# This is why he was my Best Man!!



## pauldesnoyers (May 4, 2007)

My best friend/best man just came back from Puerto Vallarta, Mexico. I gave him the address of the Casa del Habano there and told him to hook me up.

This is what he came back with! What a guy!

Thanks Benny!


----------



## tx_tuff (Jun 16, 2007)

Looks like you picked the right man for the job!


----------



## happy1 (Jun 29, 2007)

nice!!


----------



## big04deuce (May 16, 2008)

Oh yeah...!!! Enjoy those!


----------



## chrisguinther (Mar 12, 2007)

Looks like a new Partagas Salomone on the right?


----------



## mhlatke (Oct 13, 2007)

Nice pick-ups!

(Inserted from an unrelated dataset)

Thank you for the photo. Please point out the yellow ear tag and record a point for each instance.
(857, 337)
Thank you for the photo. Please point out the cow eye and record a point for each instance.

He is definitely worthy of the 'Best Man' title!


----------



## Mr.Erskine-cl (Nov 28, 2008)

Nice.


----------



## LkyLindy (Feb 1, 2008)

My kind of smokes


----------



## karmaz00 (Dec 5, 2007)

wow awesome


----------



## Camacho Junior (May 29, 2008)

Very nice. hope you enjoy them.


----------



## vicegrips.ceo. (Dec 14, 2007)

those look good!


----------



## canney (Sep 2, 2007)

sweet pic-up
I like that last photo


----------



## amateurke (Mar 28, 2008)

Very nice!! :biggrin:


----------



## Doogie (Oct 15, 2007)

best man for sure


----------



## azpostal (Jul 12, 2008)

Now that's what a best man should be....great cigars!


----------



## doblemaduro (Jun 24, 2007)

Awesome!


----------



## shroom91 (Mar 17, 2008)

azpostal said:


> Now that's what a best man should be....great cigars!


DITTO...:happy:


----------